The California ruling was the broader of the two. Judge P. Casey Pitts of the Northern District, in a 71-page opinion, found that ICE and the Executive Office for Immigration Review had violated the Administrative Procedure Act by scrapping earlier limits on courthouse arrests without adequate justification, calling the decision-making arbitrary and capricious.
He noted that the agency’s stated rationale bore no real connection to the sweeping expansion of arrests that followed, and rejected the government’s claim that immigrants with valid cases had nothing to fear, since ICE’s own policy carved out no exception for meritorious claims.
The same order struck down a June 2025 waiver that had allowed the agency to hold people in short-term cells for up to 72 hours, well beyond its traditional 12-hour limit.
The government has appealed, and the ruling drew swift condemnation from administration officials and Republican figures who cast it as judicial overreach into immigration enforcement.
Lawyers describe the courthouse arrests as part of a wider surge in detentions.
‘For whatever reason, that order is essentially being disregarded, and we’ve seen a pretty significant uptick in detentions,’ said Benjamin Remy, senior coordinating attorney at the New York Legal Assistance Group’s immigration protection unit.
In the roughly 18 months since President Trump returned to office and expanded the agency’s role in his mass deportation drive, ICE has repeatedly been found in violation of orders on immigrant detention, with advocates and court records pointing to an acceleration in recent months.
‘We’ve seen ICE have a fairly flexible and adaptive relationship when it comes to the truth and the facts,’ Remy said, ‘and to complying with court orders and frankly to rule of law as a fundamental concept.’
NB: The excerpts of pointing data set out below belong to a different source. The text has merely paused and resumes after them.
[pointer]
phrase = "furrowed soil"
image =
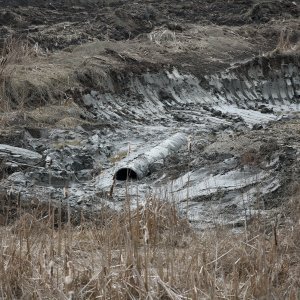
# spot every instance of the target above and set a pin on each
(149, 149)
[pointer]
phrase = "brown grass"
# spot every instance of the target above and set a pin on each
(148, 253)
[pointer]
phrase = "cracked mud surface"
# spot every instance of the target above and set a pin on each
(140, 75)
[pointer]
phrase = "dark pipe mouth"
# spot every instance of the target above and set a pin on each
(125, 174)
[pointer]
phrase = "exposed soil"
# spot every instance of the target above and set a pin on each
(86, 83)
For close to a year from May 2025, arrests at 26 Federal Plaza, 290 Broadway and a third court at 201 Varick Street were routine, with hundreds seized by masked agents as they arrived for scheduled hearings.
By last August, more than half of all courthouse arrests nationwide were taking place in New York.
Like most of those detained over the past year, the three men were doing what the system demanded of them.
Each had fled persecution, entered the United States, been detained and then released while their cases proceeded, and each turned up when summoned.
Advocates say the arrests leave immigrants trapped, forced to choose between obeying the law by attending court and risking detention, or skipping a hearing and forfeiting any chance of remaining lawfully.
‘It is not uncommon for me to encounter folks walking into court in the morning already just sobbing,’ Remy said.
‘These arrests are discouraging the legal process. It’s discouraging people’s fundamental constitutional right to due process and to be able to have their day in court.’